Алиса была уверена, что не сможет заснуть, однако усталость взяла свое, и она тихо засопела под мышкой у Инны Михайловны, которая и в эту ночь почти не сомкнула глаз.

3

Сквозь неплотно задернутый тюль, пожелтевший от времени, застенчиво проскользнули несколько солнечных лучей и скромно пристроились в ногах у мирно спящей Алисы. Инна Михайловна встала двумя часами раньше и успела уже прогуляться на берег озера, где как раз заканчивалась утренняя рыбалка. Когда она разрумянившаяся от заинтересованных мужских взглядов вернулась домой, Алиса проснулась, разбуженная заливистым смехом под окном.

Выглянув наружу через маленькое немытое окошко, Алиса не увидела никого. Только холодную кирпичную стену, кое-где покрытую мхом. Днем бывший монастырь выглядел ничуть не привлекательнее, чем ночью. В нем было что-то готическое и мистическое. Будто место ему не на берегу светлого озера Громкое, а на страницах романа Мери Шелли или сестер Бронте.

Возле школьного крыльца копошился Микитич. При ближайшем рассмотрении он оказался гораздо меньше ростом, чем запомнила спросонья Алисе и куда более волосат. Седые кучеряшки покрывали щеки и шею, убегая за ворот фланелевой клетчатой рубашки, возникая вновь из-под закатанных рукавов и исчезая на толстых натруженных пальцах. Микитич дергал сорняки, которые разрушали фундамент здания, но часть травы не скидывал в общую кучу, предназначенную для сожжения, а прятал в небольшой пакет с эмблемой крупного столичного магазина.

Пытаясь, наладить быт, Инна Михайловна, лишь смахнула верхний слой грязи, и теперь беспомощно озиралась посреди просторной комнаты, обставленной так, как видела Алиса в старом черно-белом кино про деревню. У окна располагалась массивная полутора спальная кровать с коваными ножками. Под ней в паутине и пыли лежали мешки, источавшие сильный запах сырости. Посередине стоял тяжелый стол с облупившейся краской. В углу, за пузатой русской печью, явно нуждавшейся в побелке и ремонте (судя по внушительным залысинам) притулился огромный железный сундук, запертый на проржавелый замок.

Вообще все в комнате выглядело большим, массивным и гротескным. Даже зеркало в черной раме, в котором шиворот-навыворот отражалась комната, казалось неподъемным – того и гляди, стена обвалится под его тяжестью.

По обе стороны от зеркала висели два портрета: скуластого коренастого мужика с монголоидным лицом и красивой, но суровой женщины с прилизанными серыми волосами. Видимо, бывшие хозяева.

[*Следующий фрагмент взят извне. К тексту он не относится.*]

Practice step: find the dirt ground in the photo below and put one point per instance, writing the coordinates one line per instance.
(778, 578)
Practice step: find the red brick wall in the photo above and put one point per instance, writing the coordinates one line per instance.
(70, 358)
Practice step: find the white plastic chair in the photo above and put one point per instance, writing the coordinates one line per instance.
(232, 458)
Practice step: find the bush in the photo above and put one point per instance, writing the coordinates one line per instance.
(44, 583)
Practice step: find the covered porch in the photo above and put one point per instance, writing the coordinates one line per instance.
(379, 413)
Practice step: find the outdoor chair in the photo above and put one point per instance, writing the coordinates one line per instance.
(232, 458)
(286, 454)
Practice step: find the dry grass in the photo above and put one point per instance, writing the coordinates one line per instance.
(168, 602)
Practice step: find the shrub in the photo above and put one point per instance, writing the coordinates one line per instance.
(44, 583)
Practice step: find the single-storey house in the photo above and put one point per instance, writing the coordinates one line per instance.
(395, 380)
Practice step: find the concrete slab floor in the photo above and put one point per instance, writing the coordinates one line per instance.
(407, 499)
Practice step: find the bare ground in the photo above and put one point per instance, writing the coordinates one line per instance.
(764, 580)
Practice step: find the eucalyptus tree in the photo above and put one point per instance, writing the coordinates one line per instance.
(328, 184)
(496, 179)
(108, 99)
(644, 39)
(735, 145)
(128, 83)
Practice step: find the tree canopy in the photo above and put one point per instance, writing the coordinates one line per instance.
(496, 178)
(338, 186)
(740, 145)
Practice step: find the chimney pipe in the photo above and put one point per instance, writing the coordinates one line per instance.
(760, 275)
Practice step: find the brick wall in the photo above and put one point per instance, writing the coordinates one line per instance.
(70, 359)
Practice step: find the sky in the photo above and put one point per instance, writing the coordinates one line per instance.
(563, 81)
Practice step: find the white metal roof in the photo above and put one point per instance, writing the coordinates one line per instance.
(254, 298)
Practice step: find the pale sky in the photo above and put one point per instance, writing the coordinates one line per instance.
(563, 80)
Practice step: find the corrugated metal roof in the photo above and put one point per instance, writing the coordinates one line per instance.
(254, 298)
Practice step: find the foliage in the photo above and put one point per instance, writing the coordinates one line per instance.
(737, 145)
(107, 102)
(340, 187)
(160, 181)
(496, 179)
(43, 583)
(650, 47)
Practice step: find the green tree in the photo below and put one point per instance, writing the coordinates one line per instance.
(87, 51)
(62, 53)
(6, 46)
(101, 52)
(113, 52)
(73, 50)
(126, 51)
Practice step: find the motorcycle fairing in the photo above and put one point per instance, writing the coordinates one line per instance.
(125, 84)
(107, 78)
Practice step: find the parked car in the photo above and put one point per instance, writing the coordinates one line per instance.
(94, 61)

Будь Алисина воля, она бы немедленно убрала обе фотографии за печь. Было в них что-то… что-то пугающее Алису. Что-то такое, от чего холодок пробегал по спине и пустотой томился желудок.

Единственным украшением домика служил настенный ковер ручной работы. На нем были изображены скачки. Наездники в белых обтягивающих рейтузах гнали, что есть мочи своих измотанных лошадей. То ли с годами ковер почернел, то ли изначально был исполнен в мрачных тонах, но впечатление он производил то же, что и фотографии прежних владельцев.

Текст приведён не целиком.